Ein europäischer bedingungsloser Aufenthaltstitel ist nicht die endgültige Lösung für die Ausbeutbarkeit von Migrant*innen, für rassistische und männliche Gewalt. Wir wissen, dass wir mit vielen Schwierigkeiten konfrontiert sind: von der Wohnung bis zu den Arbeitsbedingungen, von Rassismus bis zu Armut und männlicher Gewalt. Aber all diese Probleme werden durch die Art und Weise, wie unser Leben von Dokumenten abhängig gemacht wird, noch verschlimmert. Die Beantragung einer bedingungslosen Aufenthaltsgenehmigung ist eine Möglichkeit, die gegenwärtigen Kämpfe und den Kampf über die Grenze hinweg zu stärken. Wir lehnen die Verbindung zwischen Dokumenten, Arbeit und Einkommen ab, eine Verbindung, die darauf abzielt, Migrant*innen zu zwingen, jede Art von Arbeitsbedingung zu akzeptieren, wodurch sich die Bedingungen für alle Arbeiter verschlechtern. Wir lehnen die Art und Weise ab, in der Familienzusammenführung, Schikanen der Bosse und das Grenzregime Frauen Gewalt und Unterdrückung aussetzen. Wir lehnen die Art und Weise ab, wie die Kinder von Migrant*inen an dem Ort, an dem sie geboren werden und aufwachsen, als Ausländer betrachtet werden. Wir lehnen die nationalen Unterschiede ab, die Migrant*innen in asylberechtigte und nicht asylberechtigte Personen trennen.
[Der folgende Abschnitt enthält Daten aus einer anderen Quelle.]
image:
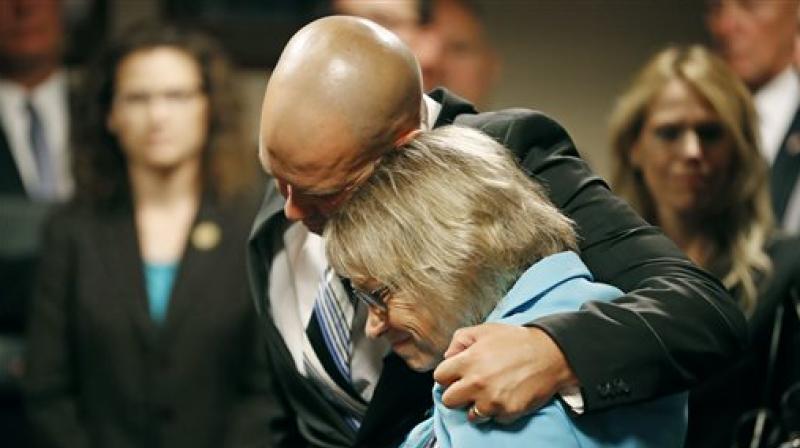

Eine bedingungslose europäische Aufenthaltserlaubnis ist etwas mehr als eine nationale Staatsbürgerschaft: Sie ist ein transnationaler Anspruch für all jene, die Unterdrückung und Ausbeutung innerhalb und außerhalb der europäischen Grenzen ablehnen, sie ist Freizügigkeit innerhalb und gegenüber Staaten, die Migrant*innen Rassismus und Gewalt aussetzen.

Aus diesen Gründen rufen wir alle Gruppen, Vereinigungen und Gewerkschaften auf, sich uns bei der Organisation von Demonstrationen, Märschen, Aktionen am 17. Oktober anzuschließen: Migrantische Arbeit ist eine politische Kraft, es ist an der Zeit, dies sichtbar zu machen.